The objective of this study was to investigate the effects of ultra-high pressure (UHP) on the physicochemical properties, gelling properties, and in vitro digestion characteristics of myofibrillar protein (MP) in Litopenaeus vannamei. The pressures were set at 0, 150, 300, 450, and 600 MPa, respectively. The α-helix structure gradually unfolded and transformed into β-sheet structure as the pressure increased from 0 to 600 MPa. Compared with the control group, the content of α-helix structure of the 600 MPa-treated MP samples decreased by 51.31%, and the content of β-sheet structure increased by a 1.34-fold. In addition, the UHP treatment enhanced the rheological properties of MP. The elastic modulus (G′) and viscous modulus (G″) of the 600 MPa-treated MP samples increased by 4.77-fold and 3.78-fold, respectively, compared with the control group (at frequencies up to 10 Hz).

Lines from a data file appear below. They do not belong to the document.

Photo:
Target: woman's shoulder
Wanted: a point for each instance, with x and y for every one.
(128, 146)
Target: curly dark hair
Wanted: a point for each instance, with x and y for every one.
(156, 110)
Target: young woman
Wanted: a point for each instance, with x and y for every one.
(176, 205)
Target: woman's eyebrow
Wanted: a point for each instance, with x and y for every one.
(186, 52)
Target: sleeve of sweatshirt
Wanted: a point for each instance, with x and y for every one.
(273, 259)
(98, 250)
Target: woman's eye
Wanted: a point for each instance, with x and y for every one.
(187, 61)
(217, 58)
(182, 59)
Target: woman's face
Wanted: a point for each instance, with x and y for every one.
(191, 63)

The gel properties of the MP also increased significantly after UHP treatment, e.g., the WHC of MP gel increased by 45.49% and the gel strength increased by a 5.99-fold when the pressure reached 600 Mpa, compared with the control group. The results of in vitro simulated digestion showed that UHP treatment led to the formation of more easily digestible MP gels. Compared with the control group, the 600 MPa-treated MP gel samples showed a 1.89-fold increase in digestibility and a 66.86% decrease in digestible particle size.